Student
returns to undergraduate life for second
time
Katrice
Hester
Saturday,
Dec. 17, 2005 will be one of the most
important days in my life. It is my college
graduation. I have looked forward to
it for the last four years. For the entirety
of this semester, I am counting down
the days until I can say I am a college
graduate. I get more ecstatic with each
passing day. As each day ends, I become
closer to my goal; yet, it’s bittersweet.
I am not sure if this day will be all I imagined. Quite possibly, my happiness
will be interrupted by thoughts of confusion, by my annoyance with not finishing
college in the traditional length and not going to graduate school immediately
after finishing undergraduate work.
I have no clue what the next step in my life will be. After months of brainstorming,
I have resigned to the fact I have no future. Not literally, but figuratively.
For some, this may be no big deal. They may brush it off and keep moving. For
me, it’s frustrating. My inability to decide what my future career will
be constantly bombards my daily thoughts.
Coming to this university, I had my entire life mapped out. I knew I was going
to major in biology. I was going to graduate from this university with honors
and attend the finest medical school—Johns Hopkins. Money wasn’t
a deterrent. My plans had been laid out. No one was going to stop me from achieving
my goals. Then, during my sophomore year, I met my biggest foe—organic
chemistry.
Taking this course wasn’t my personal choice; it was a requirement.
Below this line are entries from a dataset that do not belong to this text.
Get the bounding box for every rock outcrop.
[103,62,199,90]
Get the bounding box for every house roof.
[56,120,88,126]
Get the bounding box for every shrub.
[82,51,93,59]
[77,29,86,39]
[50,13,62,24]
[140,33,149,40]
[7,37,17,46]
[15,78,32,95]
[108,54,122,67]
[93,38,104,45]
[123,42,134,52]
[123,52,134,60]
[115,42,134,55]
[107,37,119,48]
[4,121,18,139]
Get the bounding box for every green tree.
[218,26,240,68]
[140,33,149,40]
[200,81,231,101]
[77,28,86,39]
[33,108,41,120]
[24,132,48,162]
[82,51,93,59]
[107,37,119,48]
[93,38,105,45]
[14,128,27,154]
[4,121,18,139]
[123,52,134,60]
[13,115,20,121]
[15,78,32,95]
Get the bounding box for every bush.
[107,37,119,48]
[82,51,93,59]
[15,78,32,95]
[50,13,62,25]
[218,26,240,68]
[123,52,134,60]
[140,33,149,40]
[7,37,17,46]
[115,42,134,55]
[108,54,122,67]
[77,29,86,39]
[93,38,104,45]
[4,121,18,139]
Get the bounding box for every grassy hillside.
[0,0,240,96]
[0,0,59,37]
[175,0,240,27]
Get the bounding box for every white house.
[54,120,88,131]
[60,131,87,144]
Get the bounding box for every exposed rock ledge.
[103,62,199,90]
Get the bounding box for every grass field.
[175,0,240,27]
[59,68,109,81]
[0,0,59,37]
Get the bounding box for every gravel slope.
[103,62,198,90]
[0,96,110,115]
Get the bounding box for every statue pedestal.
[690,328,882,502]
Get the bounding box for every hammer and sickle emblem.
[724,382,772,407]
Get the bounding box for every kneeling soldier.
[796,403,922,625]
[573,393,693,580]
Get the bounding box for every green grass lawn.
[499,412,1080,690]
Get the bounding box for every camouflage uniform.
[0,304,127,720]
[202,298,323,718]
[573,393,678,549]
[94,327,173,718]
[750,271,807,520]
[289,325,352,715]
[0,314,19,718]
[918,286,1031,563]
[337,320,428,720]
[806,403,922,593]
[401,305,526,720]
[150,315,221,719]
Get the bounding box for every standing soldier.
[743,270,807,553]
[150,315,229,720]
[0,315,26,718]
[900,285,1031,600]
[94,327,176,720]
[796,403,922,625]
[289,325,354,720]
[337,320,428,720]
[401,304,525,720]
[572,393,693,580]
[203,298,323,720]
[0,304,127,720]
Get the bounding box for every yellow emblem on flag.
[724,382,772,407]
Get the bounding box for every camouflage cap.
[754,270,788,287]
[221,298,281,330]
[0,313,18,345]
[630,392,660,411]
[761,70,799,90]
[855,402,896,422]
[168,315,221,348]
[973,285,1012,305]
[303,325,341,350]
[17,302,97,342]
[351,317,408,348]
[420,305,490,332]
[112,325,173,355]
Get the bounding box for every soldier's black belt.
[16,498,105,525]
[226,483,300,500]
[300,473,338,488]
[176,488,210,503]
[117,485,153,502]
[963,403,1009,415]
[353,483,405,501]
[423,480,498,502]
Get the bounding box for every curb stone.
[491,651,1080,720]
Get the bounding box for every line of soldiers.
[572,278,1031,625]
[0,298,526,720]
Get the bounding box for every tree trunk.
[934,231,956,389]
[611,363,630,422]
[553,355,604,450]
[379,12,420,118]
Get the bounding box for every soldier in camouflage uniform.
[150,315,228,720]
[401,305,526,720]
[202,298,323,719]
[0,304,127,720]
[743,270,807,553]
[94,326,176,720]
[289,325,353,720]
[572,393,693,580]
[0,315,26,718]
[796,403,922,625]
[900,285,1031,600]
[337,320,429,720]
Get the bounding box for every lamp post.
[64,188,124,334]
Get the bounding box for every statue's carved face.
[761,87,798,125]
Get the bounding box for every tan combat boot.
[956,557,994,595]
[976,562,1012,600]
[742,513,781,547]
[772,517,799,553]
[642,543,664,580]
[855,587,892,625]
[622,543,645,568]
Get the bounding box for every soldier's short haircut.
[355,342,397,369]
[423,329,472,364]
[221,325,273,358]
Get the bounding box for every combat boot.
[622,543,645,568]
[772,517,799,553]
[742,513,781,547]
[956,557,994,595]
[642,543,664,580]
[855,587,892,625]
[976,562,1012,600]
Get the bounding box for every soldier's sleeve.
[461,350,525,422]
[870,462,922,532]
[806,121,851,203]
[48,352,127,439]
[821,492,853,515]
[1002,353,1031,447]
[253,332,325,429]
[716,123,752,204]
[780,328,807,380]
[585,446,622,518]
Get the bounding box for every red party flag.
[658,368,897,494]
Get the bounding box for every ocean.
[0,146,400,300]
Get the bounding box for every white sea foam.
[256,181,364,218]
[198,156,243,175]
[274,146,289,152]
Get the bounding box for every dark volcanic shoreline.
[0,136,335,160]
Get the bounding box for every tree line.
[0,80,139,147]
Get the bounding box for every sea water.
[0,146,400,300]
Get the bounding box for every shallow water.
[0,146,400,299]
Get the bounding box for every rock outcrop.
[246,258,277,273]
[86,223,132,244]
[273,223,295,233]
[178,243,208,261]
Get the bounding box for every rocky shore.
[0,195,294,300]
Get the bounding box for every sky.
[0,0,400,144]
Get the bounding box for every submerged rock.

Despite
my personal reservations and the warnings of others, I registered for this
class while being on the executive board of the Black Student Union and the
Coalition of 100 Black Women and being a resident adviser.
This was a grave mistake.
I thought taking this course with my friends would be beneficial to all of
us. We were all very studious; yet, we were all extremely busy. Each of us
held RA positions and an additional position on either BSU, the Residents Student
Association or Student Government Association. There was always some conflict.
Each of us struggled through this course, which I now consider to be the devil.
After this course, I had an epiphany—medical school was just not for
me. Anything that would force me to suffer through this course again is not
for me. I have already faced my battle; I barely won. I don’t need to
fight again.
With that said and organic chemistry behind me, I resolved to find another
career and educational path. I have yet to figure out what it will be. Therefore,
I will be returning to the university to pursue a second degree in African-American
and Africana Studies.
Returning to the university where I have had much success gives me the opportunity
to contemplate what lies next in my life. I am assuring I will be prepared
for my next graduation and the next milestone in my life.